# HTC Sensation XE Youtube video playback issue



## varsfx (Jul 23, 2011)

Hello, 
I am having an issue with HTC Sensation XE Youtube application video playback.

Basically, the latest version of the app ( which was release BEFORE I got the phone ) is causing video to stutter for about 3-4 seconds and then next 3-4 seconds it plays it slightly faster than normal ( a little bit like fast forward ), this usually happens when I flip the phone sideways for widescreen, I didn't notice suttering in small window. 
After doing factory reset, nothing has changed, however, the default ( unupdated ) Youtube app does not stutter during the video playback, but it DOES cause a lag when i bring up the timeline bar. 

It seems like via Internet browser video playback is fine, although it feels a bit sluggish too.
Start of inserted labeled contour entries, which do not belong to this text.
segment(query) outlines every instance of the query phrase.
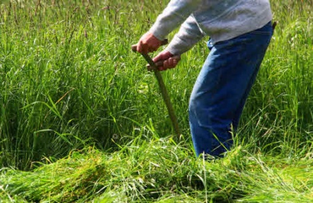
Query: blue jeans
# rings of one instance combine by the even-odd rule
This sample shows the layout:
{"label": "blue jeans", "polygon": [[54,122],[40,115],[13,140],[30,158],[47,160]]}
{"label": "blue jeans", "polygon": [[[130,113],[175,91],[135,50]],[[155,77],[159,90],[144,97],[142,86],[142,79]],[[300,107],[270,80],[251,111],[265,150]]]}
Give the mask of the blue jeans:
{"label": "blue jeans", "polygon": [[273,35],[264,27],[212,44],[189,102],[189,122],[196,156],[220,156],[233,144],[248,95]]}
Maybe it's just the feeling because of these issues... 

Is it fixable/known issue or should RMA the phone? 
Note : I did not notice any stuttering in fullscreen before ( when I got the phone and updated the apps )
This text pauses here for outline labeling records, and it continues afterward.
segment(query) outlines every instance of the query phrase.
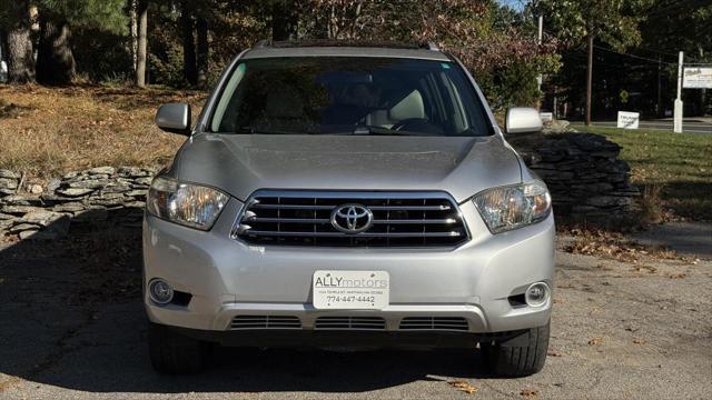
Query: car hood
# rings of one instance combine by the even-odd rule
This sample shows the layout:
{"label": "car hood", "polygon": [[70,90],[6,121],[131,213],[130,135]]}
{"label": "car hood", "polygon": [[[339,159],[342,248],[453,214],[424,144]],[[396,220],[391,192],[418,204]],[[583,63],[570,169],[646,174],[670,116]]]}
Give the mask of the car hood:
{"label": "car hood", "polygon": [[462,202],[522,180],[516,154],[497,136],[198,133],[168,174],[243,201],[258,189],[301,189],[442,190]]}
I did update Flash player too - to no avail.
Having no apps installed don't help either. ( after factory reset ) 

I did some Quadrant and Linpack benchmarks

Quadrant scored a little bit higher than benchmark done on Youtube ( in German ) 

Linpack was about 1.54 - 1.58 seconds and in some cases 1.60+ ( 1.64 seconds ) and with error in precision result.


----------



## Coolfreak (May 27, 2008)

Given that it doesn't happen in the Internet Browser - it's than a issue with the Youtube app and not your phone.

I suppose the next step would be to contact Google, the developer of the app.


----------